Far away in an unreal wood, a human was having an argument with a tree.

"If you're right that big dome thing's about to fire," Lorna was saying, "then it's all even worse than I thought. She's only walked right into danger. Literally! She's doomed herself, and she thinks it's bloody clever."

"Yes," said the Fleurlis gently. "So now the two of you have to save her."

Lorna scowled, then sighed very deeply.

"You know," she said. "We don't actually have to do that. We could stay safe in here; watch as it all blows up."

"Mum!" said Chris, horrified.

"I'm just saying," said Lorna. "She's been awful to both of us."

"That doesn't mean she should die!" said Chris.

"No," sighed her mother, "of course it doesn't. I just have to let myself know that it's a choice. For my own sanity, or what's left of it."

"It might seem unlikely right this minute," said the Fleurlis, "but it's possible that she will return the favour. Save you, and everyone you know."

"But to save her we have to go out there," said Chris in a resigned sort of way. "To a planet about to get blown up."

"No," said the Fleurlis. "That was a terrible idea. Your mother was right about that. You need to break into that dome. To the weapon that does the exploding."

"That sounds like a bad idea, too," said Lorna. "Bet I'm right about that one as well."

Chris looked up at the tree uncertainly, like she secretly agreed with her mother.

"How would we get there?" she said, screwing up her nose. "Are you going to fly us in the TARDIS?"

"Not that," said the Fleurlis. "I'm afraid I wouldn't know how."

"Oh," said Chris. "But you said you were it. Why can't you drive a machine that you already are?"

"It's only a bit of me," said the Fleurlis. "Your stomach's a part of you, but you don't know how to operate that."

"But you've watched the Doctor for years," said Chris.

"So?" said the Fleurlis, leaves falling from his shoulders as he shrugged. "You've watched your mother in the car, but you've no idea how to drive."

"Then what do we do?" said Lorna. "If you can't fly this thing and we can't get out of it, then we're stuck here, aren't we?"

"We are," said the Fleurlis. "But here is a place that leads everywhere, if you're with someone who knows the way."

He did something impossible to describe with a sound that was even harder to explain— a sound like a TARDIS might make, only somehow even deeper and more real. When it passed there was an archway that hadn't been there before, leading out from the console room and into the forest beyond.

"All of time and space," said the Fleuris, gesturing through the arch. "It's all here in the wood, if you know the right way to go looking for it. You wouldn't ever need a TARDIS, if you knew what this forest really was. But that's Time Lords for you.

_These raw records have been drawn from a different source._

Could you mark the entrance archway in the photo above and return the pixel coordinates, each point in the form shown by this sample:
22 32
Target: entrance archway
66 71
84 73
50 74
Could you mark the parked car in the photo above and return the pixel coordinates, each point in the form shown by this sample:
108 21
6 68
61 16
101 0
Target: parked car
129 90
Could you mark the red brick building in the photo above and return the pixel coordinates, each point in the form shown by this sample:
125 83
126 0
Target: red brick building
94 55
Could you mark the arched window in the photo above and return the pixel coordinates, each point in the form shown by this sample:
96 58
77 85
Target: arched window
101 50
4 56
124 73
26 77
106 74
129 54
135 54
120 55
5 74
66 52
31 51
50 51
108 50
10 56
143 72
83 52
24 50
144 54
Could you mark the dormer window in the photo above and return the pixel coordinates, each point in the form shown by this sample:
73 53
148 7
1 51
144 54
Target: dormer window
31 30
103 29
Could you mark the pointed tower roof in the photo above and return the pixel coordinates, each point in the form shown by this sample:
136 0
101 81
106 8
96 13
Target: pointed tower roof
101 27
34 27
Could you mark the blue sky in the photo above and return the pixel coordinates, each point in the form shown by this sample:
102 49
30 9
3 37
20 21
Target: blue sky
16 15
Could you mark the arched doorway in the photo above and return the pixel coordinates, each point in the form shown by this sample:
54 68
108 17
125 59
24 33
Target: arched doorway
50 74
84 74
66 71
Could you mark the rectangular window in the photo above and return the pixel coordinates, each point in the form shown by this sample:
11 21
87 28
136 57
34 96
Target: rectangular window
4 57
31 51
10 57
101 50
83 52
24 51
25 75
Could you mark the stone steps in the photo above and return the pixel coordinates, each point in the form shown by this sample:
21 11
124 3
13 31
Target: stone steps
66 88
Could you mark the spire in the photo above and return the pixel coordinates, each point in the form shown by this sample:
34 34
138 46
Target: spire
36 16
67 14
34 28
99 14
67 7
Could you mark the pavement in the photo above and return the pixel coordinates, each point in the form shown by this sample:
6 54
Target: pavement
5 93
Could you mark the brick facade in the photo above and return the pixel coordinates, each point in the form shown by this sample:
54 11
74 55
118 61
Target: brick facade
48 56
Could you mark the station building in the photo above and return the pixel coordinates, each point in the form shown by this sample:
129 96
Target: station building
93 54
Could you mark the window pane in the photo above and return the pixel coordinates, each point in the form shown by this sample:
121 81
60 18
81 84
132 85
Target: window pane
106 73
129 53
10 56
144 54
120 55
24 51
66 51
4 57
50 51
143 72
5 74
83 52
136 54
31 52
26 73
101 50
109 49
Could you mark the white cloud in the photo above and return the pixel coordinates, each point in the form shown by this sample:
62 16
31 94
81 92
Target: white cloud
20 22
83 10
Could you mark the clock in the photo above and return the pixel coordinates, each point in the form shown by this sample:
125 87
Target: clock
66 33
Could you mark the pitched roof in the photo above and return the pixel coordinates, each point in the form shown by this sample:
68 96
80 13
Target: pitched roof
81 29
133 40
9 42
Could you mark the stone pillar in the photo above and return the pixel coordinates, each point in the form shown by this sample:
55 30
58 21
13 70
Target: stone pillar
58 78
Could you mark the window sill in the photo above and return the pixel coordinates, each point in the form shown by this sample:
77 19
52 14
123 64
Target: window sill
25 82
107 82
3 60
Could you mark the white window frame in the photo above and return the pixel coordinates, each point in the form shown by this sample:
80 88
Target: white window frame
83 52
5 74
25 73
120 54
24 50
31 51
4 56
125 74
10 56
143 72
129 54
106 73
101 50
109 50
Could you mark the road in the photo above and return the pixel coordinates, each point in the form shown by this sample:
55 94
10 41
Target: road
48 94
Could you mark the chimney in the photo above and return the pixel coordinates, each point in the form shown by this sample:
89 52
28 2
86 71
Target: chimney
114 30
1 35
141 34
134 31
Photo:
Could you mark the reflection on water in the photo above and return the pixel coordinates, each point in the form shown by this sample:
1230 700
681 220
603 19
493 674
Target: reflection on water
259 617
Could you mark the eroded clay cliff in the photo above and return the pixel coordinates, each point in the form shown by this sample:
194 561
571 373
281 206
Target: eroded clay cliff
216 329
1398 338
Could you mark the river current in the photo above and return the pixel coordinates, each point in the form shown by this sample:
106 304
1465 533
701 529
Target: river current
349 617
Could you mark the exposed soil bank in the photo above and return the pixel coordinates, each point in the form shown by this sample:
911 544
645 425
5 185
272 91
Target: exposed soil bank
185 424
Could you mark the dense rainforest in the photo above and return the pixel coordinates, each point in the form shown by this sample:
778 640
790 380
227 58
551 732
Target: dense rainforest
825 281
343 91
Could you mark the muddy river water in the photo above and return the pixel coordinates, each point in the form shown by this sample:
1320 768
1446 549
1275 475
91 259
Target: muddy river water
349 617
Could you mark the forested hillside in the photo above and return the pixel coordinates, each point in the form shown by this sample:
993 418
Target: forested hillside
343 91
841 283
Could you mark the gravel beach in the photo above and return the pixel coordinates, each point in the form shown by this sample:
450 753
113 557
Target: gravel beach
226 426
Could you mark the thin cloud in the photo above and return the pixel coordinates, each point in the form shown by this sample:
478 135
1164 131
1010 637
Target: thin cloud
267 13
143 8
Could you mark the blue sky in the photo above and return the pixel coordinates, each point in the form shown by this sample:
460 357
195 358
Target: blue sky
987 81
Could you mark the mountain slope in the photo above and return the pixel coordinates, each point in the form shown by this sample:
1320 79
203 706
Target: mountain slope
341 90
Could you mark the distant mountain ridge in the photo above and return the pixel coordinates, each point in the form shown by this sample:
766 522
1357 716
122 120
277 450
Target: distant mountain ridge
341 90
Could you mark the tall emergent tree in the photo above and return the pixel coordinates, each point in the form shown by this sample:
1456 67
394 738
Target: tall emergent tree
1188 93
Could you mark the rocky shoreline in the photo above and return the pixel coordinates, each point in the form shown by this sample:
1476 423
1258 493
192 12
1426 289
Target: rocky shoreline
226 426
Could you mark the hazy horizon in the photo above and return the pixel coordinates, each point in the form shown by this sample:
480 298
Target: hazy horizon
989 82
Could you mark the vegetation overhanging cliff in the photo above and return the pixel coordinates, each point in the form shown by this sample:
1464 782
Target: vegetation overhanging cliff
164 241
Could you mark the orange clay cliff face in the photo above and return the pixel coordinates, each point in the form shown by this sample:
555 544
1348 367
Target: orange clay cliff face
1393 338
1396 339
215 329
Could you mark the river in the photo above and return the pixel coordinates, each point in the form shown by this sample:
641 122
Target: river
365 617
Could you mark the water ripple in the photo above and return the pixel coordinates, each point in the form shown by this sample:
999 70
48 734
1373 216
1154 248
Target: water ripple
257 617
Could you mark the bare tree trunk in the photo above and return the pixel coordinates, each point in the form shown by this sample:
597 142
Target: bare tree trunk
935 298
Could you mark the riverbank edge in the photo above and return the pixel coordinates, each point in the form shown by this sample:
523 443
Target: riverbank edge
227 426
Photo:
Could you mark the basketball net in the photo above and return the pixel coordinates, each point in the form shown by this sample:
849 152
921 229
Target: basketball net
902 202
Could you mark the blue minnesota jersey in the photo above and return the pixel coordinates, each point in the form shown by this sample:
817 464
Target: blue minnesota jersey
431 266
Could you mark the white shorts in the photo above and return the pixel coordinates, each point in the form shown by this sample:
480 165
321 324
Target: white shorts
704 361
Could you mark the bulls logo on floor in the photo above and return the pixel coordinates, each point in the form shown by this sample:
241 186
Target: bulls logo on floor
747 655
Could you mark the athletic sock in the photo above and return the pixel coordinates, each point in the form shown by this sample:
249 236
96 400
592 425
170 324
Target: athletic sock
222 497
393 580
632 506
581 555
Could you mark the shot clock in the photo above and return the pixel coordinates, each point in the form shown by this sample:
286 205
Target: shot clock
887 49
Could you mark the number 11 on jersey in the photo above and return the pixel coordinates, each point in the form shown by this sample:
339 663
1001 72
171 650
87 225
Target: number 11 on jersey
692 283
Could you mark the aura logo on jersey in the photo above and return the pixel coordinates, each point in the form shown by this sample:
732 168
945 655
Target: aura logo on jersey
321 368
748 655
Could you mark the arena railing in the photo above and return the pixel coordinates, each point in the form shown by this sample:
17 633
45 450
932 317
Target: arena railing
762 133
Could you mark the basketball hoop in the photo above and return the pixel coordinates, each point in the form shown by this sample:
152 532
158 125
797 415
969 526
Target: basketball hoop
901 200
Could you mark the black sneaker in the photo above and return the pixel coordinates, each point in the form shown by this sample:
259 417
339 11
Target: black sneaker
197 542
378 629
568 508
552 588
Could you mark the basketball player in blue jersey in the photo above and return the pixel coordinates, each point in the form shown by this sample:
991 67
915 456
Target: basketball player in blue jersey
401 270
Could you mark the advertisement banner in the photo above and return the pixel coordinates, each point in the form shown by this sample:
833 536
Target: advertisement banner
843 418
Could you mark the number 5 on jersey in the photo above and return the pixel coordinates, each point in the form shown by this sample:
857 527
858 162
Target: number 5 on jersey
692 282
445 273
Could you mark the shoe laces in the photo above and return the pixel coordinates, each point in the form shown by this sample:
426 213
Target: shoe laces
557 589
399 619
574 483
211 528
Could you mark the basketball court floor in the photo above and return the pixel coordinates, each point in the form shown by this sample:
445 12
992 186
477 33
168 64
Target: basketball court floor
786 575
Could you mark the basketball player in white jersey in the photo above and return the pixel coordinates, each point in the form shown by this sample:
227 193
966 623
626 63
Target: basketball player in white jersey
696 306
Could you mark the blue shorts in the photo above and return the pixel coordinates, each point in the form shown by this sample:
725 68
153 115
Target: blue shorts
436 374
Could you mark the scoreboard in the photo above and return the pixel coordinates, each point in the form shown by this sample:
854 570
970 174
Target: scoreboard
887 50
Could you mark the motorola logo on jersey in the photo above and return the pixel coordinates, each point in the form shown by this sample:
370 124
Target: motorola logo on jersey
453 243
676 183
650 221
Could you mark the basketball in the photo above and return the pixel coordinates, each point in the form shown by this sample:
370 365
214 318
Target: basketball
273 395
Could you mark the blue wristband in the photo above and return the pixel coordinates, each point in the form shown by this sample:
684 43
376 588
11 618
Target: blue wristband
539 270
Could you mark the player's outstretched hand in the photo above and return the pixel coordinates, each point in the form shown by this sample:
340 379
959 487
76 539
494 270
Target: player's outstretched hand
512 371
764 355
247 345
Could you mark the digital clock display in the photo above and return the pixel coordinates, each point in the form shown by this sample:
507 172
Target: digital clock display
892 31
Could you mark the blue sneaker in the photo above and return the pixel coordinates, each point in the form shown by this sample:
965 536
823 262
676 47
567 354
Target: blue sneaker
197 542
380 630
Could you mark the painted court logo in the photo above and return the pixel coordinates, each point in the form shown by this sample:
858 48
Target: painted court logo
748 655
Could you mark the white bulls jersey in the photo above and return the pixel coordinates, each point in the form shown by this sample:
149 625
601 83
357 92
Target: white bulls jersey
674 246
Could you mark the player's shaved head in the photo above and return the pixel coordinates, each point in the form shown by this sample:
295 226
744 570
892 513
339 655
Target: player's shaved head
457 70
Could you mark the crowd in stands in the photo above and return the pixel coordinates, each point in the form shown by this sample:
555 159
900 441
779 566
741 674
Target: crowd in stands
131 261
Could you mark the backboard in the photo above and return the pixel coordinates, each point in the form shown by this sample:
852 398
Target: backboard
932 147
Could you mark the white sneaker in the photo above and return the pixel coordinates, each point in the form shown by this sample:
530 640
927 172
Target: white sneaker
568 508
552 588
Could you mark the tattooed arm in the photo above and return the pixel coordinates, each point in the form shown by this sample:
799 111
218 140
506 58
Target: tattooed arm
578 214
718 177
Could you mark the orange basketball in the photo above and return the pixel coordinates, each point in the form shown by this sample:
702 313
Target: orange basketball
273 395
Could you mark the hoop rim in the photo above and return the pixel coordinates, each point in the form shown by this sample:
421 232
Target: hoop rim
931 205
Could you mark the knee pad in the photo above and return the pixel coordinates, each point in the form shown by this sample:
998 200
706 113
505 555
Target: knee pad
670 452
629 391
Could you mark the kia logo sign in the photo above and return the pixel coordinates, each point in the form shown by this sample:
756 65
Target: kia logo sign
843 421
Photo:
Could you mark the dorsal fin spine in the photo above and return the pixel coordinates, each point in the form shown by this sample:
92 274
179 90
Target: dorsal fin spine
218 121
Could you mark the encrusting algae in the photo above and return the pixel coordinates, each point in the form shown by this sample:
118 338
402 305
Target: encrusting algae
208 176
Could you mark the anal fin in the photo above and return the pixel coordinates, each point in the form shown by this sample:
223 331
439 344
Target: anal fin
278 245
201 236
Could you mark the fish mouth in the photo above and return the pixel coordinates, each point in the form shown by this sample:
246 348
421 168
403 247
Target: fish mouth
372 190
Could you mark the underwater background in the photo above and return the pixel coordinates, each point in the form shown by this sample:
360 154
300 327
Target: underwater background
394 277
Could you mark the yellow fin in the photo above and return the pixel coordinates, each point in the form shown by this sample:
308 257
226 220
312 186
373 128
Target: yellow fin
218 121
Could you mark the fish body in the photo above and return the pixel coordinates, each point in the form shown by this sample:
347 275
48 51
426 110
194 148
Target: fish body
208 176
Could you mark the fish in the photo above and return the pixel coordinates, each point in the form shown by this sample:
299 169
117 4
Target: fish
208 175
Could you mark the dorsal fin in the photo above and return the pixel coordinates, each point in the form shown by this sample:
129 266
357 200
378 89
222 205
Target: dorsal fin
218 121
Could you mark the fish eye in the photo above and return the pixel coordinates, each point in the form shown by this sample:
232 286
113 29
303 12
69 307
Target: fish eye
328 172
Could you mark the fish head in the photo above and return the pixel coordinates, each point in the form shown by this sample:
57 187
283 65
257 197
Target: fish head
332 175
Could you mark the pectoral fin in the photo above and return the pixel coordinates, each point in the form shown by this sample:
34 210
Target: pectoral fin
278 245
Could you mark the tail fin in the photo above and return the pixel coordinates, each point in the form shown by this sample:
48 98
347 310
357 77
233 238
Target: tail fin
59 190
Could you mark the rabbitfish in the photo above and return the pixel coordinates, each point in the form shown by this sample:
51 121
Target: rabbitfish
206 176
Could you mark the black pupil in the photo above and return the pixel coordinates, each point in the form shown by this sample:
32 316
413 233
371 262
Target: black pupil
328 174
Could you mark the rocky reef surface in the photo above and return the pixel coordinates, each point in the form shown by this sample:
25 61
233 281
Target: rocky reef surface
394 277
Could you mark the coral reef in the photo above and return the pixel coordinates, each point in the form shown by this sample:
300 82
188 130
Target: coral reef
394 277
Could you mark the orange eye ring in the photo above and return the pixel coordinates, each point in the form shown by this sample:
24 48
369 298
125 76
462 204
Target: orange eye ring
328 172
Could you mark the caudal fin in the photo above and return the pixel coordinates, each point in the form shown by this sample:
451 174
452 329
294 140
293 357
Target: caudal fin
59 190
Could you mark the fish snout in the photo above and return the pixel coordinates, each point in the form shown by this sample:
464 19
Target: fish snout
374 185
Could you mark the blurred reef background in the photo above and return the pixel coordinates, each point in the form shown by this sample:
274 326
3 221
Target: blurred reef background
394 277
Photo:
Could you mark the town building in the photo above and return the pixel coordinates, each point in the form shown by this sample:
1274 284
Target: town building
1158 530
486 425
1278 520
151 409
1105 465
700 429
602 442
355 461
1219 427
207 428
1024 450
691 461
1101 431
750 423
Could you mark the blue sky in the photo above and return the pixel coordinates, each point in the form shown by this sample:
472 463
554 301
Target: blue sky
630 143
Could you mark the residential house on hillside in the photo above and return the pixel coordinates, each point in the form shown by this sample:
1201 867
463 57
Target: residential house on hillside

They're not always as smart as they'd like to think."

Lorna looked at him, her arms folded.

"You want us to go out there along with you," she said. "You want me to take my daughter."

"I do," said the Fleurlis.

"And why should we trust you?" Lorna said. "We don't know anything about you! You might want to eat us, or chop us both up into wood."

"I can't turn people into wood," said the Fleurlis. "That would be ridiculous."

"Sounds to me like there's lots you can't do," said Lorna. "For someone who wants to be saving the universe."

"No one's all-powerful," said the Fleurlis. "All any of us can do is what we can."

He looked right into Lorna's eyes, and his own eyes weren't tree-like at all. They looked as human as hers, and possibly even more tired.

"You're right," he said. "There is no good reason to trust me. Except that if you stay, you'll be trusting a story instead. The one that says everything will be fine if you stay here and hope for the best. That the Doctor will survive along with the world you know, because things have to work out in the end."

Lorna shifted her crossed arms, looking uncomfortable.

"So it's really only a question of which of us you trust," said the Fleurlis. "And if I had to argue my case I'd say that story's already betrayed you, whereas I've yet to do anything wrong."

Lorna glared at everything around them, as if that might make it all catch fire and then go away.

Eventually, she took her daughter's hand.

"This doesn't mean you should go off with strangers," she said to her as they started to move.

"I know!" said Chris. "I'm not seven."

The Fleurlis wore an expression that definitely wasn't a smile as the three of them walked together into the woods.